Fromm was asked if what happened last year keeps him on his toes, knowing a true freshman could end up taking his job.
“I’m still going to be the same guy every single day, even from the day I got here,” Fromm said. “I’m just the kind of guy who goes in and competes, somebody who works his butt off. I’m never going to stop doing that and I don’t expect anybody on the team to stop working on their game. That’s what everybody on the team is doing, competing and working. That’s kind of what we do here.”
Indeed, there’s been no sign this spring that Fromm is bothered by the competition. The buzz has been good on his practices, and when the media has been present hardly a pass seemed to hit the ground.
“Jake, he’s a bright kid. He always has been,” Georgia junior receiver Riley Ridley said. “I just feel like he’s going to keep adding on to that playbook more. And the sky’s the limit for him because he’s a very smart kid.”
Fromm was more than a game manager last season for Georgia.

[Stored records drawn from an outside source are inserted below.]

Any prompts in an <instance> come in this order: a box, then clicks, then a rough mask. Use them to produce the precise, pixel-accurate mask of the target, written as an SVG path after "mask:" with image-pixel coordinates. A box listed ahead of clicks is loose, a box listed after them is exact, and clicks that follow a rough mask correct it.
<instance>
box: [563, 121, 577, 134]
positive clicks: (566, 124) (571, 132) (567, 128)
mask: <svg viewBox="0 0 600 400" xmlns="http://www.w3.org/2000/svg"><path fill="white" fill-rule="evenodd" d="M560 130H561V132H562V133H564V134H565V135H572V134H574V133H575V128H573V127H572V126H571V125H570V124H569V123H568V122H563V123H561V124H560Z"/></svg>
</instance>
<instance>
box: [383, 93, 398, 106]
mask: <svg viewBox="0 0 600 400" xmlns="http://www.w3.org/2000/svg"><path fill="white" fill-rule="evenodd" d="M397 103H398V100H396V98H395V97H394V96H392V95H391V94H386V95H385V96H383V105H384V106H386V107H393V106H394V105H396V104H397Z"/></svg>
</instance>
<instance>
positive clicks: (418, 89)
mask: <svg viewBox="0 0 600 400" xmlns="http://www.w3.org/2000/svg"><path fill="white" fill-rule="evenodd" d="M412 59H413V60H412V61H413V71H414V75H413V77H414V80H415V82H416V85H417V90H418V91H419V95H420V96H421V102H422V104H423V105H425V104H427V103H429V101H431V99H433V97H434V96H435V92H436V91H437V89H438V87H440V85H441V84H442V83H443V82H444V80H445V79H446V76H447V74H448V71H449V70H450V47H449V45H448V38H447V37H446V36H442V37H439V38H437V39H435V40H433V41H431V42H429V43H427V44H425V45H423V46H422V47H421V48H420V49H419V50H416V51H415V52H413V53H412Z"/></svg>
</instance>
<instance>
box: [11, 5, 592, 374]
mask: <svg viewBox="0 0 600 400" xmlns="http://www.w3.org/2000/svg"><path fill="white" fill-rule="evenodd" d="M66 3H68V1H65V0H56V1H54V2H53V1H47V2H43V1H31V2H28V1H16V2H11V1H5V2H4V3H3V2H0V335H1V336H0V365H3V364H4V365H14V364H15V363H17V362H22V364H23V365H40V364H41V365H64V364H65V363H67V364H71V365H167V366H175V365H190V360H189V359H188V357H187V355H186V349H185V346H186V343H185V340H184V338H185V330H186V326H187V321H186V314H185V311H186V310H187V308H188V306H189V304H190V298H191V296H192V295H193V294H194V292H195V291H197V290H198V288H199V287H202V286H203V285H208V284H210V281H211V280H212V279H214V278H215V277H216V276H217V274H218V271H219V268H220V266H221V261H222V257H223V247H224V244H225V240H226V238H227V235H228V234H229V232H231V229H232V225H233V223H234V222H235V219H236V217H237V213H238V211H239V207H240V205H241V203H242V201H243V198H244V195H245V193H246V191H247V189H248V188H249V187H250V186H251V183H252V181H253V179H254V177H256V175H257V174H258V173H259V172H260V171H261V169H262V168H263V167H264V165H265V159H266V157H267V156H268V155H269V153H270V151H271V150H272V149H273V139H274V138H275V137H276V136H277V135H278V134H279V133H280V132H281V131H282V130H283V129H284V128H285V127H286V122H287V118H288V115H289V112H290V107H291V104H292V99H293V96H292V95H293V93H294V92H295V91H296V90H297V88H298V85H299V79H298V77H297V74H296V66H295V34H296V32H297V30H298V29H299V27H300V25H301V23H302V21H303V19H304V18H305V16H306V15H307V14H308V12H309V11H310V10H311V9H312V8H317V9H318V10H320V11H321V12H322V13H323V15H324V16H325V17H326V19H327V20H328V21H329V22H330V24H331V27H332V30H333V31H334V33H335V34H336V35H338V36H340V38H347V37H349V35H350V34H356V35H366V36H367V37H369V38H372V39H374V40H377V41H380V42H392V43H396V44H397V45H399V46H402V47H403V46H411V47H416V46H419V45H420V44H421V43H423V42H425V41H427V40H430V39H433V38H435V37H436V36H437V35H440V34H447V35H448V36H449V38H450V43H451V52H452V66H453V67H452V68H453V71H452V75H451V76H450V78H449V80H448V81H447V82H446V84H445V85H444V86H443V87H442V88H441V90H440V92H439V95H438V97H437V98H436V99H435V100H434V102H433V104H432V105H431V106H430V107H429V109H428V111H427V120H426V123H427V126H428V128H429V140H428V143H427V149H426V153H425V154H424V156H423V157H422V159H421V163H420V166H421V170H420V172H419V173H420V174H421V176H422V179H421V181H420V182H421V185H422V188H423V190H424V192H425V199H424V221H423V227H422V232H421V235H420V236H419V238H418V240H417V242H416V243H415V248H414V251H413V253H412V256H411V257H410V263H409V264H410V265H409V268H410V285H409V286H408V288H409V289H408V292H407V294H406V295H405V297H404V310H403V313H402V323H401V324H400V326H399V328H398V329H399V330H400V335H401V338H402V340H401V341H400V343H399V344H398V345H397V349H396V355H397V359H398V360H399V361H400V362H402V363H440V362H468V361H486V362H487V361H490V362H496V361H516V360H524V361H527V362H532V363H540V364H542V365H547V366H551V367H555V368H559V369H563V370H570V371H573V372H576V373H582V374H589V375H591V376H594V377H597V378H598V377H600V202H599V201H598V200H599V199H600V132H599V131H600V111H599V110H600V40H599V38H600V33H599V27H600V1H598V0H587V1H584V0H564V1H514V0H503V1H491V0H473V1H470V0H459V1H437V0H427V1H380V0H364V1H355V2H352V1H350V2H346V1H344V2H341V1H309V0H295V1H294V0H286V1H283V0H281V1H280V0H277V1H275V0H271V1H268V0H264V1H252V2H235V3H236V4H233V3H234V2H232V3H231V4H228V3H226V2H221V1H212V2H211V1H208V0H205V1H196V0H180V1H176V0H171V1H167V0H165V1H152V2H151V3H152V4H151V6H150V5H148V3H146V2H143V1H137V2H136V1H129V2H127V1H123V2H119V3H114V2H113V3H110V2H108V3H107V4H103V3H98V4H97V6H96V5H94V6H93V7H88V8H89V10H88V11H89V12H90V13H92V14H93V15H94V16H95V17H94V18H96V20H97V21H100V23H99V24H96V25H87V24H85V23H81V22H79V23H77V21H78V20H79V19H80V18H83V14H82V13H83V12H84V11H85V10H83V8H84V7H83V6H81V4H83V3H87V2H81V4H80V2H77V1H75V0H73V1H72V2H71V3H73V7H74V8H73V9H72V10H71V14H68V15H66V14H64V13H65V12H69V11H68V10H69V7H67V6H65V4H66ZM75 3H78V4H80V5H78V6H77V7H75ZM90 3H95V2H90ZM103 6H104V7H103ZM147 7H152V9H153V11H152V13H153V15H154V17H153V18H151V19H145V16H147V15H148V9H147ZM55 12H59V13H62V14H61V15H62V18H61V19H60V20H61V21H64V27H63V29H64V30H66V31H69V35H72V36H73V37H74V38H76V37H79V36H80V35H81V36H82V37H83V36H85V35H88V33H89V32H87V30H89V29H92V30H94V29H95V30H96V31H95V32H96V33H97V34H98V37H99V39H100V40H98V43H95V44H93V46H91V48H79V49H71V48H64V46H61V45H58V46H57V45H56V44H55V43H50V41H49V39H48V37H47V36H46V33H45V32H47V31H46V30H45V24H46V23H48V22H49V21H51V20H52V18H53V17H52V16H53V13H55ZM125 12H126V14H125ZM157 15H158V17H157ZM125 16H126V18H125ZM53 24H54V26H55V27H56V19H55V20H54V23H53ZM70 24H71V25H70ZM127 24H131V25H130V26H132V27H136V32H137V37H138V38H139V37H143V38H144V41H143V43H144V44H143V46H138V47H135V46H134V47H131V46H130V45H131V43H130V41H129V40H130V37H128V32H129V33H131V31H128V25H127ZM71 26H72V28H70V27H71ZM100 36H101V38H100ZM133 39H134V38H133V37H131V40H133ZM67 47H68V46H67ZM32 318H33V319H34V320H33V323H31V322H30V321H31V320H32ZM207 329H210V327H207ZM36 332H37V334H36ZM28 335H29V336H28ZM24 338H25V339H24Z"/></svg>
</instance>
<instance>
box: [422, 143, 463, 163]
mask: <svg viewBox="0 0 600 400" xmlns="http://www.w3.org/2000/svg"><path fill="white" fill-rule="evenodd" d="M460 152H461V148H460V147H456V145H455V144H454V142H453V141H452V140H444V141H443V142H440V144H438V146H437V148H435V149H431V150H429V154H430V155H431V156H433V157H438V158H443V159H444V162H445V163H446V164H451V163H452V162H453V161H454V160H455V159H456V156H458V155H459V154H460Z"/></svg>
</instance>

He completed 62.2 percent of his passes, second-best in the SEC among starters, and averaged 9.0 yards per attempt, third in the SEC. He threw 24 touchdowns while only being picked off 7 times.
Making his first media appearance of the spring after practice Thursday, Fromm was asked what he needed to improve on this offseason.
“Trying to get better in the pocket, try to have an even more clearness of the offense and to have better rhythm on my throws,” he said. “Obviously, doing a better job throwing on the run. I’m just trying to take all that in and improve as much as I can.”
When it comes to who is coaching him, there is one seemingly big change: James Coley moved from coaching receivers to quarterbacks, and Jim Chaney, who recruited him to Georgia and coached him as a true freshman, is officially the tight ends coach.
But Fromm said Chaney is still very much involved with the quarterbacks, especially since he’s still the offensive coordinator.
“Not a whole lot different,” Fromm said. “Coach Chaney, Coach Coley, those guys are both still there. In meetings, Coach Coley’s a little more energetic but at the end of the day football is football, and both guys are great. They’re both going to help put the football team in the best situation possible, and I’m just here to help.”
He’s just there to help. No outward sign of cockiness.
You need to mention fishing to draw out that side of Jake Fromm.
“[Mays] caught one a little bit bigger than I did. The next day, I had to kind of get him back,” Fromm said, smiling. “We got that all figured out.”